Digital Innovation Brings Heritage to Life at Arts Centre
Creative Innovation Centre CIC (also known as CICCIC) in Taunton has fought the odds of re-opening to the public after lockdown by building one of the UK’s first true digital gallery showcasing over 230 images over 17 digital screens.
The technology-based solution is a new way for visitors to engage with visual representations while reducing costs associated with printing and framing and extending the stay of gallery visitors.
The project has been in the making for some time and has been refused funding on several occasions due to funders ‘not seeing the value’, but early positive results are showing that there is much value to be created by such a concept.

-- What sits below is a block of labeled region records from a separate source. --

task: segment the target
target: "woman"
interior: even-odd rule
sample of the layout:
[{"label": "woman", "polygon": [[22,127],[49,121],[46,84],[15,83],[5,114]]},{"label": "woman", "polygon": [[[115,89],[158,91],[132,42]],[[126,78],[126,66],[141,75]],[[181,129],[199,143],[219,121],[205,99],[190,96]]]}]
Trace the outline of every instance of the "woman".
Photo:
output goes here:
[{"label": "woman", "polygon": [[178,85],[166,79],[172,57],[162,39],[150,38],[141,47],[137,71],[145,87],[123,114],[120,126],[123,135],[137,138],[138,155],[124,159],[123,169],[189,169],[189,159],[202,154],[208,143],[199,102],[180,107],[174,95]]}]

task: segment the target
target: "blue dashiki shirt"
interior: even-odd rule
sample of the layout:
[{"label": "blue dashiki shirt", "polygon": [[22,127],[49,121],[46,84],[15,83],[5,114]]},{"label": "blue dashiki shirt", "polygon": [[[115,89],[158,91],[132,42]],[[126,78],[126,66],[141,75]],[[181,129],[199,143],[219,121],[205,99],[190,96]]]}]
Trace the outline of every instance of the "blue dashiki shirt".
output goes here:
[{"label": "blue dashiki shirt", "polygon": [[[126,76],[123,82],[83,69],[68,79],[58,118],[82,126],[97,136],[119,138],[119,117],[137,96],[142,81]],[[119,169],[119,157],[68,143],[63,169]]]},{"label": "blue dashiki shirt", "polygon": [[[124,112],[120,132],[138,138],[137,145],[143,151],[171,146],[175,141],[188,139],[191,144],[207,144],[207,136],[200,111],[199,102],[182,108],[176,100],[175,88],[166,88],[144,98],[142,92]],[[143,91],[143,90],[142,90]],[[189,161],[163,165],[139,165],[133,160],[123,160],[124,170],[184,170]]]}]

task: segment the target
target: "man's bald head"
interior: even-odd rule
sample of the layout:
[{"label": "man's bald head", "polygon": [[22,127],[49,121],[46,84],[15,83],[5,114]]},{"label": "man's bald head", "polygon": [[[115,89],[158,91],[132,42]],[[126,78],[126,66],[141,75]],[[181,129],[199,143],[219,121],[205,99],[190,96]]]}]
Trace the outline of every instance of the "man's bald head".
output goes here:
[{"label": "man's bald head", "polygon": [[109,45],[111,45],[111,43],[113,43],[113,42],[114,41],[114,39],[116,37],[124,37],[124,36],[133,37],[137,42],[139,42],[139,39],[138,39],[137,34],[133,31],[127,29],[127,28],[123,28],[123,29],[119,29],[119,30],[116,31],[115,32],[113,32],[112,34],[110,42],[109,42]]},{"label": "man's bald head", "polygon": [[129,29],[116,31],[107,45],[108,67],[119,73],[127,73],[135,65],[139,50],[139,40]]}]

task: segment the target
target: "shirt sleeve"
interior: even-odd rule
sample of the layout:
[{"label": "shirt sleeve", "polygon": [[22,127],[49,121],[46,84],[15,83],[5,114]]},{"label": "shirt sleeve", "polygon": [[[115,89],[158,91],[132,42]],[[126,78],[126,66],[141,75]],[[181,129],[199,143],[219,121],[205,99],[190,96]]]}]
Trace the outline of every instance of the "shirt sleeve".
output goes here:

The public response has been remarkable and engagement in gallery visits has increased considerably. Moreover, the length of stay for the exhibition has increased and new audiences are frequenting the gallery. Other organisations have already asked if they can utilise the gallery as the cost of putting on an exhibition in this format is very low and they see the potential to make exhibitions bigger.
“Many organisations or artists that exhibit at CICCIC can only exhibit 20-30 pieces but now they can feature 3-4 times that. This is great for all sorts of themed exhibitions. From local artists and photographers to school art competitions and even poetry. But the real beauty is that you could have one themed exhibition during the day and at a flick of a switch change for the evening” says co-founding director Andrew Knutt.
“When people view images in picture frames, they respond psychologically in different ways than when watching images that are blatantly on digital screens. But each digital screen used has been framed just like a printed picture or piece of art, so the user sees no evidence of the tech we have used. This way they get the same feeling as a traditional gallery but can discover far more than any printed exhibition”, says co-founding director Richard Holt.
The digital gallery project, which is the brain child of Andrew also adds:
“For years we have looked at many technological solutions to achieve our aims, with some so expensive that it didn’t make it viable, so we decided to make the digital gallery ourselves. Using digital screens and Android based operating systems we have developed separate media players to manage and organise each screen. We can even change and dictate what images get viewed and at what time”.
Both directors tell us that this is just the beginning of a much wider project including an international exchange programme, interactive screens, a digital museum collection, an online development programme with ecommerce and a touring project for the UK.
“Digital innovation doesn’t always have to be new tech but new ways of using what is already out there. With good design and a creative content strategy any digital gallery like ours can bring new audiences to any place and we hope we can show others how to increase public engagement” concludes Andrew.